Linters catch bugs, style violations, and unused imports before runtime.

flake8 — combines pyflakes, pycodestyle, and mccabe complexity:

  pip install flake8
flake8 src/ tests/
  

ruff — fast, all-in-one linter (recommended for new projects):

  pip install ruff
ruff check src/
ruff format src/   # also formats
  

Example pyproject.toml configuration:

  [tool.ruff]
line-length = 88
target-version = "py312"

[tool.ruff.lint]
select = ["E", "F", "I", "UP"]
  

Formatting

Consistent formatting eliminates style debates in code review.

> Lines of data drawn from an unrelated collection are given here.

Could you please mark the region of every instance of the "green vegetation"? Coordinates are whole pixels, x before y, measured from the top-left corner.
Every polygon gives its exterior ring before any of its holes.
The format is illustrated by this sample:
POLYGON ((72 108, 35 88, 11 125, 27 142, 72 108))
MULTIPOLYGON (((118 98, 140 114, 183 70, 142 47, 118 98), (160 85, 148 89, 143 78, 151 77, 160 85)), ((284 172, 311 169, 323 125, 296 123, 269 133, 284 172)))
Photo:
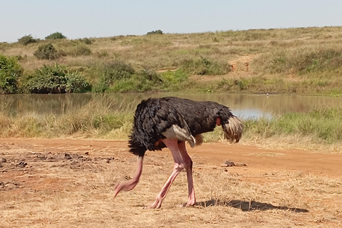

black — opinionated formatter:

  pip install black
black src/ tests/
  

isort — sorts imports (or use ruff’s import sorting):

  isort src/
  

Pre-Commit Hooks

Automate quality checks before every commit:

  # .pre-commit-config.yaml
repos:
  - repo: https://github.com/astral-sh/ruff-pre-commit
    rev: v0.4.4
    hooks:
      - id: ruff
      - id: ruff-format
  - repo: local
    hooks:
      - id: pytest
        name: pytest
        entry: pytest
        language: system
        pass_filenames: false
  

Install: pip install pre-commit && pre-commit install

CI Integration

Run tests on every push:

  # .github/workflows/test.yml (excerpt)
- uses: actions/setup-python@v5
  with:
    python-version: "3.12"
- run: pip install -r requirements-dev.txt
- run: pytest --cov=src --cov-fail-under=80
- run: ruff check src/
  

Summary

Task Command
Run unittest python -m unittest discover -v
Run pytest pytest -v
Coverage pytest --cov=src
Lint ruff check src/
Format black src/ or ruff format src/

Testing and quality tools are not optional extras — they are core to maintainable Python development. Apply them from the first module you write.